En avance sur leur biographie

Gary Cooper : « Ce qui était délicieux chez Jean (Seberg), c’est qu’elle avait appris à être une star avant de devenir une actrice », cité par Ariane Chemin, Mariage en douce.

Il existe, en effet, de rares personnes qui donnent l’image de leur réussite avant d’en avoir fourni les justifications. Par une sorte de grâce ou de génie, elles anticipent par leur comportement un statut qui est encore loin d’être le leur. Elles donnent des preuves de ce qu’elles seront alors qu’elles sont occupées, sans être assurées d’y parvenir, à légitimer les espoirs mis en elles et à obtenir la position qui les conduira à celle à laquelle elles paraissent être déjà parvenues.

Charles de Gaulle en est l’exemple le plus éclatant. Lieutenant, il était déjà général. Autoproclamé à Londres chef de la France libre, il gagnait l’histoire de vitesse, s’assurant la première place dans le défilé de la victoire sur les Champs-Élysées. Pas encore élu, il possédait depuis longtemps la voix et les gestes du président de la République. Encore vivant, il était promis pour la postérité au plus élevé, la place de l’Étoile et un aéroport. De Gaulle allait plus vite que sa biographie.

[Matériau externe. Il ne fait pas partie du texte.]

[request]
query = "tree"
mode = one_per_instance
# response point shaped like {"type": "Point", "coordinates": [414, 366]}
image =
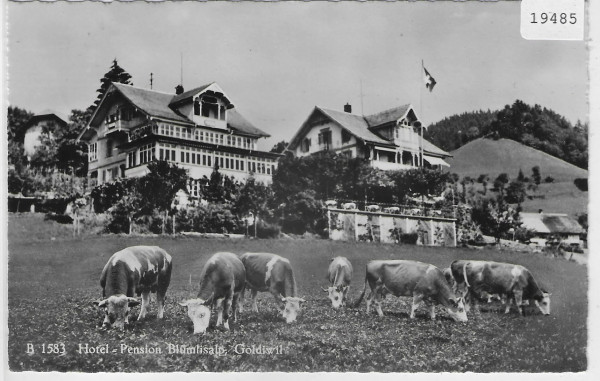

Mari de Jean Seberg, Romain Gary était aussi en avance sur sa destinée. Il est vrai qu’il était de son devoir filial d’attester les prophéties de sa mère juive, convaincue qu’il ferait honneur à la France comme écrivain et diplomate. Premier prix de composition française du lycée de Nice, c’était autant de joie et de fierté pour un petit Slave émigré que s’il avait reçu le prix Goncourt. Il l’obtiendra deux fois. Avec son physique d’acteur américain et ses aventures héroïques dans des bombardiers au-dessus de l’Allemagne nazie, il avait joué sa peau, et son avenir à Los Angeles où l’attendait le rôle de consul général de France. Bon joueur d’échecs, Romain Gary savait anticiper.

De même Colette a toujours eu un coup d’avance. Sa réputation d’écrivain était établie alors qu’elle n’était que le nègre de Willy. Deuxième femme à entrer à l’académie Goncourt, entourée de neuf écrivains barbus ou moustachus, d’emblée elle avait eu le prestige, l’autorité et l’influence d’une présidente. Elle le deviendra quatre ans plus tard. La circulation assumée de son corps du lit des hommes au lit des femmes continue à donner d’elle l’image d’une femme libre. Colette ou les talents annonciateurs.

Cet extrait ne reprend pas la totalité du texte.